Catalonia held the illegal ‘referendum’ on independence from Spain on 1 October. There is no surprise that, in this particular voting, the majority of the Catalans voted in favour There are no official results yet, but the Catalan regional government predicted that 90% of the 2.26 million – 42% of the region’s 5.3 million eligible voters chose the “yes” vote. The Catalan government will probably announce unilateral independence at the being of next week.

Why can we not treat the results seriously?

Firstly, the Catalan government organised the voting even though the Spanish Constitutional Court suspended the legislation. Additionally, the law which set up the referendum was passed by the Catalan parliament in a rush without any chance for the opposition parties to present their concerns. Therefore, breach of law happened at the very first stage.

Secondly, the referendum was short of any democratic standards and as such, it lacks legitimacy. To outmanoeuvre the central government which sent the national police to prevent the polling stations from opening, the Catalan government changed the rules of the game 45 minutes before the voting.

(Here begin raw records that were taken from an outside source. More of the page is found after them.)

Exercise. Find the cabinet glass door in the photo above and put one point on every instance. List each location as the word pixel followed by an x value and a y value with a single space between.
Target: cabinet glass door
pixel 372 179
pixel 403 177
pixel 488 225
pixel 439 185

The voters could print ballots at home and vote at any polling station (“universal census”), often without having to worry about showing their ID. The “census” electronic system to identify voters was effectively dropping. The Spanish interior ministry said that the police used either cyber-attacks to shut down the universal census or they were simply blocking the access to the Internet in the field. Finally, apart from the commission composed by academics from Catalonia, there was no official electoral commission overseeing the poll.

To make a long story short, the Catalan government did not deliver what it promised: a binding, effective referendum with legal guarantees.

How did Spain get there?

Although Madrid and Barcelona speak the same language, they do not understand each other. What is more, both sides are not even close to starting a mediation, not to speak about a dialogue. The discrepancy between the central and local governments has been widening for about a decade now. Since the economic crisis hit Spain in 2008, the majority of Catalans are especially unhappy with their lot, feeling that Spain takes too much of their money. Situation got worse when the Spanish Constitutional Court cancelled a large part of the Catalan statute (in 2010) which would have given the region even more autonomy and recognise Catalonia as a separate nation.

The Catalan issue represents a complex clash of democratic legitimacies. Although an overwhelming majority of people want to have a referendum on sovereignty, polls suggest that slightly more are in favour of remaining part of Spain. Not to mention the fact that many Spaniards from Valencia, Galicia or Andalusia would also like to have a say in the future of their country, meaning they would like to cast their votes too (which is what the Spanish Constitution from 1978 foresaw).

I agree that the Madrid authorities were wrong to send the national police to Catalonia, especially because it led to the bloody scenes last Sunday. More than 800 people were injured, as police stormed polling stations, seized ballot boxes and dragged away voters. However, I support the argument of the Prime Minister Mariano Rajoy that he has no mandate to allow for a vote of self-determination in Catalonia without a substantial reform of the Spanish constitution first – and this requires support from all Spaniards.

What is next?

Carles Puigdemont, the Head of Catalonia’s pro-sovereignty government will pass the official results this week to the regional parliament in order to vote on an independence declaration. It technically means that Catalonia will declare the unilateral declaration of independence from Spain at the beginning of next week. There is however little chance for Catalonia to become independent any time soon.

Madrid will not recognise the independence declaration. Most likely, the Spanish Prime Minister, who has a full backing of the King Filipe, will now hold responsible those responsible for organizing the referendum (Catalan officials), those who did not prevent it (local police) and those who made it happen (e.g. School principals). Mr. Puigdemont has already said that he is willing to go to prison over Catalonia’s independence.

Furthermore, the Spanish government will probably use its last resort and invoke, for the first time ever, Article 155 of the Spanish constitution, informally called the “nuclear option”. Since the ruling Popular Party has support of the second and fourth largest parties in the Parliament – the Socialist Party (PSEO) and the Citizens (Ciudadanos) party – there is a high chance this scenario will happen. Alberto Rivera, the leader of Ciudadnos and a Catalan at the same time, explicitly supported “nuclear option” already last Monday. Article 155 allows the central government to step in and take control of an autonomous region, which would mean that the current Catalan government will be removed from power, and the new regional elections will take place.

This crisis is a serious threat to Spain’s democracy and could cause a snowball effect not only in the country but also abroad.